Distemper used to be the scourge of the dog world.  Every dog went through it, with some dying, some suffering brain damage and being destroyed, and some coming through it okay.  One reason trainers used to wait until a dog was eight or nine months old to start training was to see if the dog would come through distemper okay.  Because distemper is a virus, it cannot be treated effectively.  It can be prevented with a vaccine, however.

Canine distemper actually effects all dogs, wild canines such as foxes, coyotes, and wolves, raccoons, skunks, weasels, ferrets, and most other members of the weasel family.  There is an ample reservoir of the disease around us.  In addition, it is similar to human measles, although humans do not get distemper and dogs do not get measles.

To get distemper, a dog inhales the virus.  Given how often dogs sniff things, especially the droppings of other dogs and other animals, it isn’t hard to see why this spreads like wildfire through a group of dogs.  The virus settles in the tonsils and lymph nodes and replicates, then spreads throughout the body.

Dogs show coughing, vomiting, diarrhea, eye discharge, and do not eat.  They may show neurological problems, such as aggression, confusion, staggering, seizures, or other such problems.  They may become lethargic.  The footpads and nose become thickened.  The tooth enamel of young dogs can be severely damaged.  Because of the neurological problems, care should be taken to avoid being bitten.

No treatment exists.  Veterinarians can treat the symptoms and give fluids and sedate the dog to prevent seizures.  However, the dog has to fight the disease off itself.  In addition, since the disease is highly contagious, all areas the dog has been should be sterilized with bleach.  Nine parts water to one part bleach is the usual recommendation, but you should consult your veterinarian for the most current advice.

Distemper attacks dogs under 6 months of age more than older dogs.  Partly that is that young dogs cannot fight off the virus as effectively in the first place.  Partly that is because older dogs may have been exposed, or vaccinated, or even had a mild case that went undiagnosed.
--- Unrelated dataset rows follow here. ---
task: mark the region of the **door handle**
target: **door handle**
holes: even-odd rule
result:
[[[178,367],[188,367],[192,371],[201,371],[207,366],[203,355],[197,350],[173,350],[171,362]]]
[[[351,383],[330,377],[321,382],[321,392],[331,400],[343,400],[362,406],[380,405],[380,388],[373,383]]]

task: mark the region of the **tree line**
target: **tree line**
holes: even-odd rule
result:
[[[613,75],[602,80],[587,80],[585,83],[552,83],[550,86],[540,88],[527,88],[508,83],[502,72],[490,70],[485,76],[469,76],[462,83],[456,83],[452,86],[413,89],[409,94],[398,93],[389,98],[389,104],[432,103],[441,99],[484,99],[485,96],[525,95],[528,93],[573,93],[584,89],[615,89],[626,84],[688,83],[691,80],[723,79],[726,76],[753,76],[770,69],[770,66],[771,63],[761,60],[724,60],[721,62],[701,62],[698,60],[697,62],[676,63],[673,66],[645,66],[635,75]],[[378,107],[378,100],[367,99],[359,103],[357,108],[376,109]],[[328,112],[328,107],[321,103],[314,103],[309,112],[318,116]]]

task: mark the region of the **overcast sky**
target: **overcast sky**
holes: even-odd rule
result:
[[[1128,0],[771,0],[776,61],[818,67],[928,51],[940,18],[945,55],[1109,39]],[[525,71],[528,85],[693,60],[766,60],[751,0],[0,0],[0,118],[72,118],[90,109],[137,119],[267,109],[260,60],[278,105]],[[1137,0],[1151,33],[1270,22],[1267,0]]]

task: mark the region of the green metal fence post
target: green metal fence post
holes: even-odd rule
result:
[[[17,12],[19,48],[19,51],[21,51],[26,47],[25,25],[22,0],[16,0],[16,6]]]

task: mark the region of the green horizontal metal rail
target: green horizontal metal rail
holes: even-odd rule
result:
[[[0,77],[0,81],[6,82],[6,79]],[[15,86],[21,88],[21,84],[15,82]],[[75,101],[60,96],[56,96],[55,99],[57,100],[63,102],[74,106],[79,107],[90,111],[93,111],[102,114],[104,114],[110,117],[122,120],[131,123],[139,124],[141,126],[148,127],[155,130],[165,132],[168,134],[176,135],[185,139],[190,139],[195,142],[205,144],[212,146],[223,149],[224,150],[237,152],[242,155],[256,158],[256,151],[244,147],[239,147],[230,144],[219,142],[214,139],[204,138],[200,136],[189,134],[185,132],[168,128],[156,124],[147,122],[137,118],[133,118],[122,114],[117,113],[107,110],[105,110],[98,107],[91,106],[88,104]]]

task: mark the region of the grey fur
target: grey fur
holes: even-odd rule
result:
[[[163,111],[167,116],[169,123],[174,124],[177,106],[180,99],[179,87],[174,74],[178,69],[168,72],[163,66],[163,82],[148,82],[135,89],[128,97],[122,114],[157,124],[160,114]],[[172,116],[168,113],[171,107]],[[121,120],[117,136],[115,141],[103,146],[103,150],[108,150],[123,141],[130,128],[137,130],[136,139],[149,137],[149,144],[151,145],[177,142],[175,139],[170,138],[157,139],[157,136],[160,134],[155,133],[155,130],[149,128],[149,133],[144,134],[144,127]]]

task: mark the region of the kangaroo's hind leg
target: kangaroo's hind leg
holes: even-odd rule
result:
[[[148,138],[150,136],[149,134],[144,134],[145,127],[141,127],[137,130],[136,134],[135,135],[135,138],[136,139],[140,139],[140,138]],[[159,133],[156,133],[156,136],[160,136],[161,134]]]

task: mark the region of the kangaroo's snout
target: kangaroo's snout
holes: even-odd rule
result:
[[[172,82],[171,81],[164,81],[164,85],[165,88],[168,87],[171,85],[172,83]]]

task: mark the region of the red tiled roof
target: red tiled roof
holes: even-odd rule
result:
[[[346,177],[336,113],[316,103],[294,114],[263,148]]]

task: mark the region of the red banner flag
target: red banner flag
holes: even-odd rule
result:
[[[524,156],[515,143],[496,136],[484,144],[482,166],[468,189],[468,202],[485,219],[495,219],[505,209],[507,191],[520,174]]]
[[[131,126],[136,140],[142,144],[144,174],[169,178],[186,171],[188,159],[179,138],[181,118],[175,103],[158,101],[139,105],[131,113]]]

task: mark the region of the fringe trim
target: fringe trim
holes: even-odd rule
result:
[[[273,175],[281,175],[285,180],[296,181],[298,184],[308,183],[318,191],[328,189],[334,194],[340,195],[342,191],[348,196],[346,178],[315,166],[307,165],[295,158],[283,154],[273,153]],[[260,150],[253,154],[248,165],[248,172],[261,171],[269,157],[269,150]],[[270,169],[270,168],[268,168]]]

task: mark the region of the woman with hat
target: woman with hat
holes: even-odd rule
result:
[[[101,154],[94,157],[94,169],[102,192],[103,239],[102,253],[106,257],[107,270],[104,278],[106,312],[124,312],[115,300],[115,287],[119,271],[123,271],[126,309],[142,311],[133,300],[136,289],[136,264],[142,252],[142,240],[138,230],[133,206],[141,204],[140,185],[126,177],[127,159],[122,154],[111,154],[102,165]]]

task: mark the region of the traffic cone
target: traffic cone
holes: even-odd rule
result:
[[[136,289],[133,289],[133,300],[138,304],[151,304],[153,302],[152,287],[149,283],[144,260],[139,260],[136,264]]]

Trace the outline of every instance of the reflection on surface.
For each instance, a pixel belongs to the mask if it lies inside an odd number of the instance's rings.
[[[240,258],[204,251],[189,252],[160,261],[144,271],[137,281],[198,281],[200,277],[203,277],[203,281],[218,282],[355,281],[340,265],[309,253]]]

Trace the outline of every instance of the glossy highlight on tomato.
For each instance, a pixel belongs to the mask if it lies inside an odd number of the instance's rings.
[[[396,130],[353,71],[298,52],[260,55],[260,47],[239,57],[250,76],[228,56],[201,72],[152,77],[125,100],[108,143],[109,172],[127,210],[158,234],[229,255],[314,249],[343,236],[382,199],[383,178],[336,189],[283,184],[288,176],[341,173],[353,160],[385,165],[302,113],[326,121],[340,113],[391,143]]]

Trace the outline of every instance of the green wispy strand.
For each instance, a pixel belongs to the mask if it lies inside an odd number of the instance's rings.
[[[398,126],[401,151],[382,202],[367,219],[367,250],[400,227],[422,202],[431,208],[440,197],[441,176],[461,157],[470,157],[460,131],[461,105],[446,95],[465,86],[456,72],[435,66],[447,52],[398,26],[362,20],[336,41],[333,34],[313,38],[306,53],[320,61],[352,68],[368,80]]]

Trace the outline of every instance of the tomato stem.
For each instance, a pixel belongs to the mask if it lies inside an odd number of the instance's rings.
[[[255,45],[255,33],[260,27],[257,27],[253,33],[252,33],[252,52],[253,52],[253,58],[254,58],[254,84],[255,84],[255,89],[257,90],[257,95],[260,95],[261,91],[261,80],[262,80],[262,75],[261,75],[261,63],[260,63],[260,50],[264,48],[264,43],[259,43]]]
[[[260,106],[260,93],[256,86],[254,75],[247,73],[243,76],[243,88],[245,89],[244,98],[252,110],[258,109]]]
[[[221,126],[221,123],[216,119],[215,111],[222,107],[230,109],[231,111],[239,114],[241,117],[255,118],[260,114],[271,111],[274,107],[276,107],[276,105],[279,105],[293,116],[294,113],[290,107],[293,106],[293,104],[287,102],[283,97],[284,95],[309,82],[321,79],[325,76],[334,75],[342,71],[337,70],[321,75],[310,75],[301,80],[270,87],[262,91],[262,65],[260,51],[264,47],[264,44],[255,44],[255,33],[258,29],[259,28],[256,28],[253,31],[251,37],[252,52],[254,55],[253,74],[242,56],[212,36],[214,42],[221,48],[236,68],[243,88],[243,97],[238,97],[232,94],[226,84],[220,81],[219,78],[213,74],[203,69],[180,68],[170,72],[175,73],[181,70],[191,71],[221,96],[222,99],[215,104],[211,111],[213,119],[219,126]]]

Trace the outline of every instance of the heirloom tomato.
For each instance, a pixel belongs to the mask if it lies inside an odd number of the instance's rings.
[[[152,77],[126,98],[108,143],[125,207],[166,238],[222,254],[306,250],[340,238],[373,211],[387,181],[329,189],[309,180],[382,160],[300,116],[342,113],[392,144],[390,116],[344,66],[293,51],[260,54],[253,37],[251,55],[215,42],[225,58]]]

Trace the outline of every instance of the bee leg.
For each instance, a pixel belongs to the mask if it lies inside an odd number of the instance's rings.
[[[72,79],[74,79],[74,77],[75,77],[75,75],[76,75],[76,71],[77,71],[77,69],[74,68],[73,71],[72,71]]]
Dogs should avoid places where other dogs have been until two weeks after they finish their puppy shots.  It takes approximately two weeks for dogs to develop immunity to things they are vaccinated for.  Dog parks are a huge reservoir of disease for puppies and should be avoided at least until they have had all their shots.

The mortality rate for distemper may be as high as 75%.  Another huge chunk of the dogs that get it have neurological problems for the rest of their life.  They may also suffer vision problems, as the virus attacks the vision of the dog as well as the central nervous system.  Puppies may have mottled teeth due to the disease.

Distemper is diagnosed with laboratory tests, although many veterinarians can diagnose it on sight.  A urine or blood test shows characteristic changes from the virus.  At some point, there are actually changes in the blood of the dog and “canine distemper inclusion bodies” appear.

There are excellent vaccines for distemper with minimal side effects.  Given the devastation this disease causes, every dog should be vaccinated for distemper.  It is hard to loose a dog under any circumstances, but to lose one to a preventable disease that kills in such a cruel way is inexcusable.

Puppies are given three doses of the distemper vaccination along with their other puppy shots.  Adults need a booster with their regular shots.  The frequency of those boosters is something to discuss with your veterinarian.

Distemper is a horrible disease.  Make sure your dog is protected from it.